This is Vantzou's solo debut, but she should be familiar to many from her work as the visual half of Adam Wiltzie's The Dead Texan project. That association was not a fluke, as Christina's musical aesthetic clearly shares a lot of quiet, slow-moving, and nuanced common ground with the Stars of the Lid milieu. Such comparisons are pretty much inevitable in any discussion of No. 1, but Christina establishes her own voice by embracing impressionist classical music and a brighter, more pastoral mood.
Vantzou began composing this album on her own back in 2007 with samples and a synthesizer, but the material that actually wound up on this release is probably quite different than it started out. That evolution is largely due to Magik*Magik Orchestra's Minna Choi, who became involved as a long-distance collaborator. As a result, Vantzou's 45-minute synth epic ultimately became a ten-song suite performed by a small orchestra.
The decision to break the piece into multiple parts seems like a great move to me, but I would definitely be interested in hearing what Christina's raw version sounded like. The orchestra undeniably makes these pieces sound like polished works by a serious composer, but it seems like that may have come at the expense of some character and humanity. That isn't a huge issue with the stronger compositions, such as the lushly melancholy "Your Changes Have Been Submitted," but the less distinct pieces are weakened still further by the homogenizing combination of professional classical instrumentation and warm, gauze-y production and mixing (provided by Wiltzie, actually).
There are a few muted rough edges that still manage to make their way in though. I definitely found myself looking forward to them, despite their subtlety (a little bit of rumble or hiss, a buried unrecognizable sample, etc.). The slightest hint of grit, menace, or darkness goes a long way towards making this album work and such hints appear far too sparingly, a predicament that raises a lot of issues for me: these pieces are arranged skillfully, unfold pleasantly, fit together as a thematically coherent whole, and feature some strong melodies, but it all errs on the side of being too polite and "nice."
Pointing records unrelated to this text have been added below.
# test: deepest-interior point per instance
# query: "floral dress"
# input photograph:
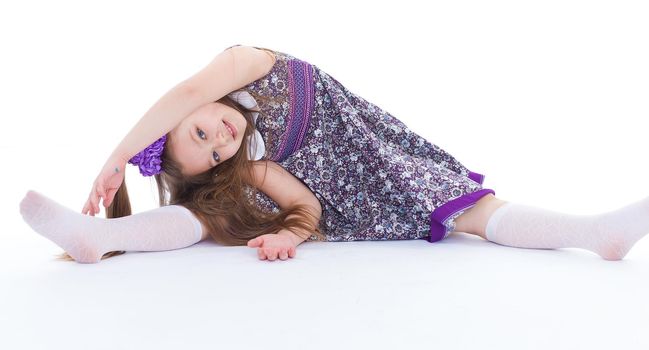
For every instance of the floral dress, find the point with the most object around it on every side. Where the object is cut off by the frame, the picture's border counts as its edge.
(375, 178)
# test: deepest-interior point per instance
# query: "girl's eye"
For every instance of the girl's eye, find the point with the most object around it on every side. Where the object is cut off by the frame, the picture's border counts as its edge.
(214, 154)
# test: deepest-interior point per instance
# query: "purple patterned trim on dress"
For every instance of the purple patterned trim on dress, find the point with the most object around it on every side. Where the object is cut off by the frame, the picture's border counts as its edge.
(301, 92)
(441, 214)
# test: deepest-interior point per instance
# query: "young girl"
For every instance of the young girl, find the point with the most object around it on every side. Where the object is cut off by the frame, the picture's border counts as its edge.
(264, 149)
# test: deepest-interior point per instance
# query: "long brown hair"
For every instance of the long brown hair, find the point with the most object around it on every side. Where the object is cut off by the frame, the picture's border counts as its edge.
(221, 197)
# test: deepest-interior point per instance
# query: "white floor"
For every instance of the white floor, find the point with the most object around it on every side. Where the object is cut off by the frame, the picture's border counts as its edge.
(460, 293)
(547, 99)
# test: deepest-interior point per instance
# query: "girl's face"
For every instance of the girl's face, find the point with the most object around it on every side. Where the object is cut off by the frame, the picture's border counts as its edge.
(202, 140)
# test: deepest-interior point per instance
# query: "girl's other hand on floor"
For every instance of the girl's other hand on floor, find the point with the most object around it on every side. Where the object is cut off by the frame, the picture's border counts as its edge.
(273, 245)
(108, 181)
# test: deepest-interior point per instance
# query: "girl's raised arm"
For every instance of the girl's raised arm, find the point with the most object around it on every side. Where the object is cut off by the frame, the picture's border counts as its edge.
(231, 69)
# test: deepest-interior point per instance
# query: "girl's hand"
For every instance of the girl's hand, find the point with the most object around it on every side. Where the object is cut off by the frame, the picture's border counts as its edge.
(105, 186)
(274, 244)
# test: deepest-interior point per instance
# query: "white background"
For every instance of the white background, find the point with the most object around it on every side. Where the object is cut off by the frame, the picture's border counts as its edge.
(547, 99)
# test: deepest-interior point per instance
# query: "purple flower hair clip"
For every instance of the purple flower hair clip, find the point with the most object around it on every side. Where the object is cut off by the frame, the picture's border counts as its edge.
(148, 160)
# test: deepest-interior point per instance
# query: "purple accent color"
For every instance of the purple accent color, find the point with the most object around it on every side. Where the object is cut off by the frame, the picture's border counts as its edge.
(148, 160)
(479, 178)
(301, 92)
(441, 214)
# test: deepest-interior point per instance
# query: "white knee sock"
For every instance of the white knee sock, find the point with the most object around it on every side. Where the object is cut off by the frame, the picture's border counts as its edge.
(611, 235)
(88, 238)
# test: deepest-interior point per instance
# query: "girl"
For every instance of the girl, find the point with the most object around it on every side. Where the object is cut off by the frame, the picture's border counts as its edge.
(264, 149)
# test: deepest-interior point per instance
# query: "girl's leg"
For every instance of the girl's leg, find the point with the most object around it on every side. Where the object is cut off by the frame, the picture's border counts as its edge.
(611, 235)
(88, 238)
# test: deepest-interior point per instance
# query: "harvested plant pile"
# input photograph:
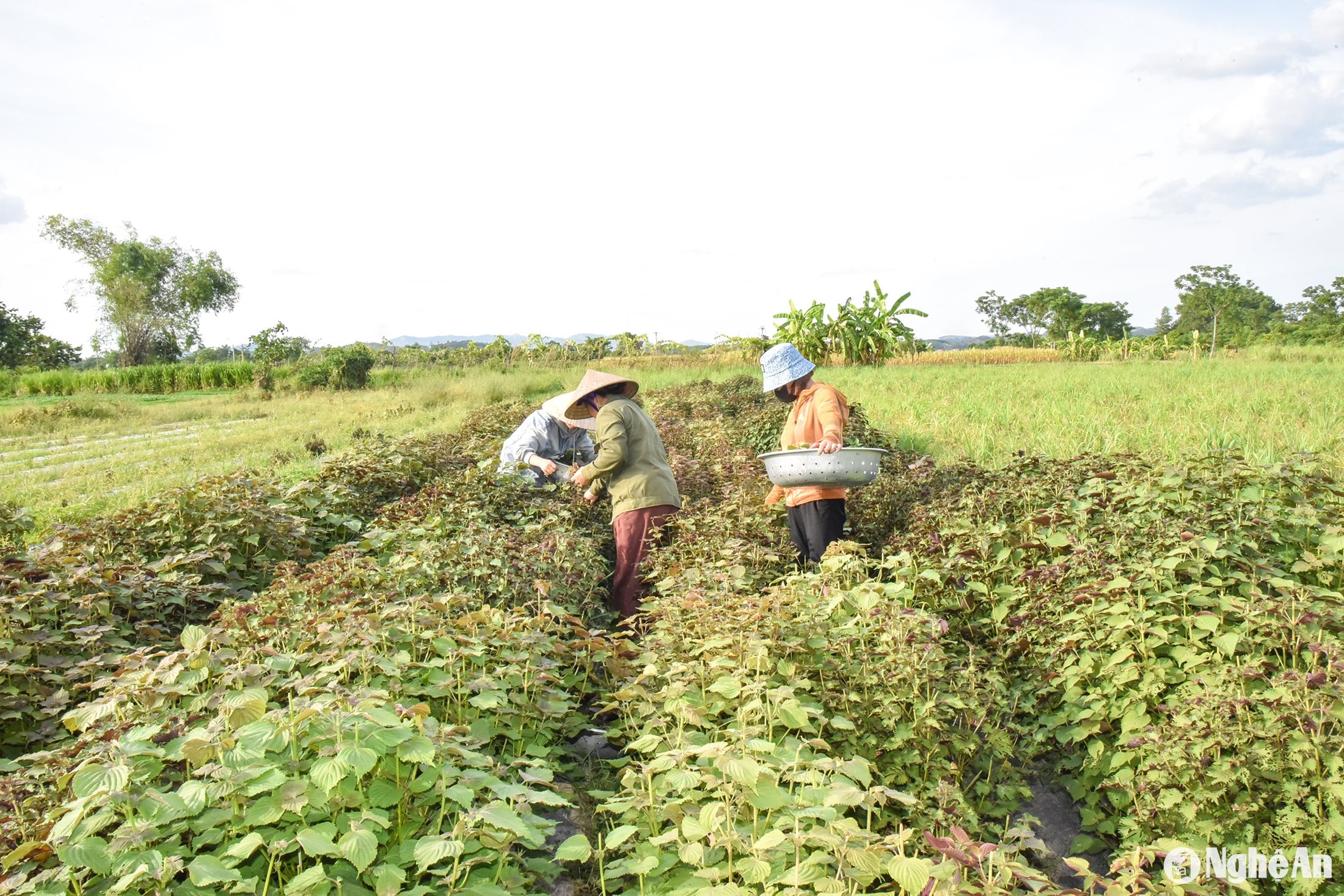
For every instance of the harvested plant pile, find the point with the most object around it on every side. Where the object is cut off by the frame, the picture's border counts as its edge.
(370, 683)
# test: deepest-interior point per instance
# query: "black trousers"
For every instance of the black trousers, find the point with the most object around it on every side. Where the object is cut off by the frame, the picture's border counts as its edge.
(816, 524)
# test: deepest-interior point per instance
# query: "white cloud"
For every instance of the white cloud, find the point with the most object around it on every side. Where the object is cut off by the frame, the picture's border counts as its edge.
(1295, 113)
(1328, 23)
(11, 209)
(1246, 184)
(1260, 58)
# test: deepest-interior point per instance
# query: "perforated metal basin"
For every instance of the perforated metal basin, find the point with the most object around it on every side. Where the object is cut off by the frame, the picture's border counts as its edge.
(804, 467)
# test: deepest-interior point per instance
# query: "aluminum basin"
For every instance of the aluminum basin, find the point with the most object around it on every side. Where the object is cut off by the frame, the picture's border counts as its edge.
(804, 467)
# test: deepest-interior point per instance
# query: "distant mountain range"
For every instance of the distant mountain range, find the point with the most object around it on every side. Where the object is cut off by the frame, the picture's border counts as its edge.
(951, 343)
(514, 339)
Unfortunately, I could probably critique Ravel or Debussy for the same thing, which probably makes me a philistine or at least mildly intolerant of many classical music tropes. Vantzou's strong drone influence also plays a large role in No. 1's pervading feeling of sameness though, as there is very little dynamic variability or silence–just endless soft-focus swelling and billowing. Again, that isn't inherently a bad thing: it certainly makes the pieces feel contemporary and immersive, but it doesn't help the album's vibrance at all (though to her credit, Christina does an excellent of using brass to cut through the fog melodically).
For a debut effort, this is quite successful in a number of respects: Vantzou seamlessly weaves together classical music and drone, offers a handful of very good pieces ("Joggers," for example), and distinguishes herself from Kranky's other drone/neo-classical composers. On a fundamental level, it all works– I very much enjoyed hearing strong melodies and muted romanticism incorporated into a blissful fog of warm drone. Unfortunately, the details (or lack thereof) are a killer, as music this smooth, placid, and sanded-down doesn't leave a strong impression when the album ends. No.1 is a pleasant way to spend the better part of an hour, but doesn't go much deeper than that.